SHACL. The emergence of SHACL is making it easier to create ontologies that can work with both RDF and LPG. Because SHACL is focused primarily upon structure and constraint modelling, it can be translated into OpenCypher for execution in ways that are difficult to do with OWL. SHACL also does not presume dynamic inferencing (though there are areas of exploration here). My own belief is that SHACL will eventually be foundational not just for RDF, but at the broader level of data design and management, regardless of the encoding or storage method.

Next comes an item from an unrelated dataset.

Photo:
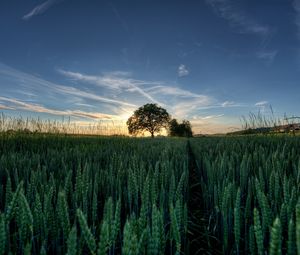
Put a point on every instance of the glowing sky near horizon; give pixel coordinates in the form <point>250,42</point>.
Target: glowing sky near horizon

Graph Traversal has ironically always been a weakness of SPARQL. With OWL, traversal was primarily handled by creating superclasses that could be surfaced; however, due to performance limitations, the initial proposal for creating envelopes of traversal or path structures did not make it into the SPARQL specifications in either 2007 or 2013. This is where Gremlin and Tinkerpop come in, as well as several different magical properties in various implementations that allow for retrieving paths. These offer a potential template for generic actions that can be defined across systems. SPARQL 1.2 will likely incorporate such traversals, perhaps using Gremlin as the language.
What ultimately may come out of all of this is a generalised data path language (XPath was a good start in this direction, but the backlash from the JSON community was so strong in the late 2000s that the merits of the language never really got a fair hearing in the context of non-XML path languages. Paths and constraints play a significant role in SHACL as well, and the resolution of recursive path structures in SHACL may go a long way towards facilitating this (cf. https://shaclrules.com/article/Advanced_topics_in_SHACL_rules_such_as_inheritance_and_recursion.html)
Recursion here is critical because most inheritance rules are, in fact, recursive rules with constraints. This is likely to shift the balance away from OWL and towards SHACL over the next decade.
In effect, what is happening is that knowledge graph engines are shifting into generalised data systems for managing complex, robust, interconnected content. However, in many respects, most other data systems can be abstracted in ways that allow them to be seen as knowledge graph systems with optimisation for specific types of operations. These ultimately point towards the unification of data access and update, regardless of whether you’re talking about RDF, OpenCypher, Key/Value Servers, column stores, or relational databases.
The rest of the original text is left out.